Because we have no choice.
Because I want to keep you.
Because everyone in The Obsidian is going to try to take you from me.
“I need you to trust that I will forever keep you safe, Penelope.” One of my hands smooths down her side, over the shiny fabric of her dress, settling on the curve of her hip, my fingers splaying over her pelvis.
“You don’t show anything on your face, you don’t react, you don’t pull away from me.
You don’t object. You move when I move.” She is so still beneath me, pressed into the wall, it’s like she’s hardly here at all, her breathing slowed, her heart a soft drum.
“If I can’t keep you under control, Little Lamb, someone else will come along to try and prove that they can. ”
It’s a truth that doesn’t bear thinking about. Because that’s what it is. A truth. One I’ve seen. One I’ve witnessed.
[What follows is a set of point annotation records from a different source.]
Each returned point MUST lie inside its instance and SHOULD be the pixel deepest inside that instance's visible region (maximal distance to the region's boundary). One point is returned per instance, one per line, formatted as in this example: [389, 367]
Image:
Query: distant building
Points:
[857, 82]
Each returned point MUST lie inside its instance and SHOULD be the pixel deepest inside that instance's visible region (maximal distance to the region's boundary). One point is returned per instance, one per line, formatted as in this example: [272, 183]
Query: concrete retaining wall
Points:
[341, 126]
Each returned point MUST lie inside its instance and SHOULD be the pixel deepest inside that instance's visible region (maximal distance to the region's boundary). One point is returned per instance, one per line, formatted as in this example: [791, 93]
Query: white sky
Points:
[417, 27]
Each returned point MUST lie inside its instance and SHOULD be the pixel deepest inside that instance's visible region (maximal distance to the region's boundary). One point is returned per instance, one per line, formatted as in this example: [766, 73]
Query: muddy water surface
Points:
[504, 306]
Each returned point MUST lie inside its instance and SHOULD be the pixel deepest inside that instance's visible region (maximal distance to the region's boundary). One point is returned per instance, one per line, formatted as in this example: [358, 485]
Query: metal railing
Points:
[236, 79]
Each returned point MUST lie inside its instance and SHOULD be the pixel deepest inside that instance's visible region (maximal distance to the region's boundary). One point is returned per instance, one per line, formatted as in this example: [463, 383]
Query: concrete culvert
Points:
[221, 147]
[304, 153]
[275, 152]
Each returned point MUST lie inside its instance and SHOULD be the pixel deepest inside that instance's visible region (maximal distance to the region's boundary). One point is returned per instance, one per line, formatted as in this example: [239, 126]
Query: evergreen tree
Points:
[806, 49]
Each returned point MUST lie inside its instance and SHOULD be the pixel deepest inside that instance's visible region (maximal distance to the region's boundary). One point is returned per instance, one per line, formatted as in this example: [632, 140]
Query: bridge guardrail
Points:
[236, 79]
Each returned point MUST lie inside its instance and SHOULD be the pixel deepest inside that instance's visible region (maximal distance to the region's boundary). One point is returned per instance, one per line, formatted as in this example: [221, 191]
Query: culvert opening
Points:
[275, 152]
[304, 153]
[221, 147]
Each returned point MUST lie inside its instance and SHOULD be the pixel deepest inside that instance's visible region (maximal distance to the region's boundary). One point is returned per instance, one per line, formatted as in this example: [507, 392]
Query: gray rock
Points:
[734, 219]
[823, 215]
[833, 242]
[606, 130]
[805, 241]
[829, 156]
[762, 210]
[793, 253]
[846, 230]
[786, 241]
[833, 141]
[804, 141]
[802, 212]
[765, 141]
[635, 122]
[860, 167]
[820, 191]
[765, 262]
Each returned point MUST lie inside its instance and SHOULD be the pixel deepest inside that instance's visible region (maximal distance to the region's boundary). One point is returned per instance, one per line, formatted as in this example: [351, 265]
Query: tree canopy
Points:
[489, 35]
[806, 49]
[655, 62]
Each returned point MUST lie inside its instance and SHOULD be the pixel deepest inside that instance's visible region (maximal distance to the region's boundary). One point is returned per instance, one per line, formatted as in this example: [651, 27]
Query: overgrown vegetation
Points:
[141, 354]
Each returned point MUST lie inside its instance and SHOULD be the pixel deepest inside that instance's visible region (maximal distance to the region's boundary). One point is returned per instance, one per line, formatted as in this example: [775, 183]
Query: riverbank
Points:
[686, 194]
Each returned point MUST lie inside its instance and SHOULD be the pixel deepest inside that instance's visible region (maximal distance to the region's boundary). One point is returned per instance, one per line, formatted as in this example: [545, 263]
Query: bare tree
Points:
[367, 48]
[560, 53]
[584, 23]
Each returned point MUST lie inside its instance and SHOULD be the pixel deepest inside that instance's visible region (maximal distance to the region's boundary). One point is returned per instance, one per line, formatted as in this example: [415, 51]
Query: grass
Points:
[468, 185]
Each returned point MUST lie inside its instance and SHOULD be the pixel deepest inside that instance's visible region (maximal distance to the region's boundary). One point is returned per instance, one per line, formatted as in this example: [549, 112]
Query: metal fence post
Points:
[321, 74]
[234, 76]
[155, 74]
One I’ve participated in.
Women are as precious as they are disposable in The Obsidian and regardless of whether Nellie is mine or not, Paired or otherwise, she will never be safe if she shows rebellion.
“We are Two, Nellie, you and I.”
I’m still breathing in her scent, letting it calm my racing heart even as more blood floods to my aching cock. I’m insatiable, I will never be able to get enough of this girl.
“I just don’t understand,” she finally whispers in reply, breathy, slow, innocent. “I just want to be yours.”
My heart clenches with her confession, something I have wanted to hear all my life, of her free will. Not coerced, not forced, not ordered or demanded.
Free.
“You are mine,” it’s like thunder tears from my chest, my hand tightening on her hip, my other tight around her neck.
“You are mine and I am yours; I don’t ever want you to question that, okay?
” My forehead is still resting against her crown, her own against the wall now where my hand slipped down, closing around her neck. “Okay?”
“Yes, Billy,” breath oozes like sludge out of my lungs, everything inside of me tight and coiled, ready to spring.